The practice of closed communion rises from the Scriptural understanding of the nature of the Sacrament of the Altar.
"Our Lord Jesus Christ, on the night when He was betrayed took bread, and when He had given thanks, He broke it and gave it to the disciples and said, 'Take, eat; this is My body, which is given for you. This do in remembrance of me.' In the same way also He took the cup after supper, and when He had given thanks, He gave it to them, saying: 'Drink of it, all of you; this is My blood of the new testament, which is shed for you for the forgiveness of sins. This do, as often as you drink it, in remembrance of Me.'"
These words are known as the Words of Institution, since they were used when the Lord's Supper was instituted. They come from our Lord Jesus Himself. To call Jesus Christ "Lord" is to recognize that His Word is authoritative. He is Truth. His Word is truth. His words are true. When He says of the unleavened bread "This is My body" and of the cup (wine) "This is My blood," we must take Him seriously. Therefore, in this Sacrament we receive our Lord's true body and true blood in, with, and under the unleavened bread and wine.
Therefore, we do not contradict our Lord's Word by teaching that this Sacrament is merely a meal of obedience in which we participate simply because He commands it.

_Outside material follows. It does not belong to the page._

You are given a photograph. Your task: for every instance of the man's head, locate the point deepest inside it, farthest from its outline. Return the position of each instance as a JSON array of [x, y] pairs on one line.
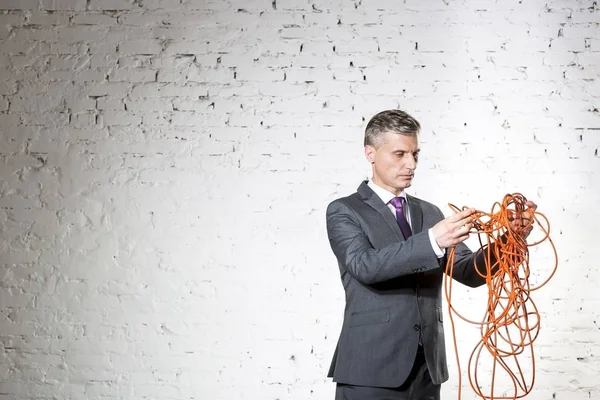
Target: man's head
[[392, 148]]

We do not contradict our Lord's Word by teaching that this Sacrament is a symbolic meal in which the bread and the wine merely represent or symbolize the absent body and blood of Jesus.
We do not contradict our Lord's Word by teaching that this Sacrament is a meal in which our Lord is spiritually present and bodily absent.
We do not contradict our Lord's Word by teaching that this Sacrament is a sacrifice for sin which the pastor offers to God.
As Lutherans, we take the Lord at His Word. We do not claim to understand how the sacramental union takes place, but we dare not contradict the Word of our Lord simply because we cannot understand it. This Sacrament is the Lord's Supper. He is the Host, and we are His guests. He determines the nature of His Holy Meal. Genuine faith receives what the Lord promises and gives.
In this Sacrament, the Lutheran Church is aware that much more than bread and wine is involved. The body and blood of Jesus Christ are really present, as He himself says. Such an awareness of the nature of this Sacrament causes Lutherans to exercise great care so the body and blood of our Savior Jesus Christ is recognized, respected, and received in faith. To change the clear Word of our Lord regarding His Supper is both disrespectful and disobedient.
The practice of closed communion is required by the understanding that fellowship at the Lord's Table is the confession of a common faith.
Some people may not understand the unity of faith and its practical application in the Sacrament of the Altar, because they misunderstand the Biblical concept of fellowship. In our day "fellowship" means little more than friends getting together to enjoy each other's company. In the New Testament the word "fellowship" (koinonia) means "participation in a common thing."
In Acts 2:42, the "fellowship" which characterized early Christians came about because "they devoted themselves to the apostles' teaching...." not because they were friends (which they probably were) and not because they got together to enjoy each other's company (which they probably did). If fellowship were only a synonym for friendship and get-togethers, it would also apply to pagans. Pagans can also be friends who get together to enjoy each other's company. However, the basis of pagan get-togethers is not the apostles' teaching. Among Christians, where any part of the apostles teaching–God's Word–is denied or rejected, the very foundation of fellowship is undermined.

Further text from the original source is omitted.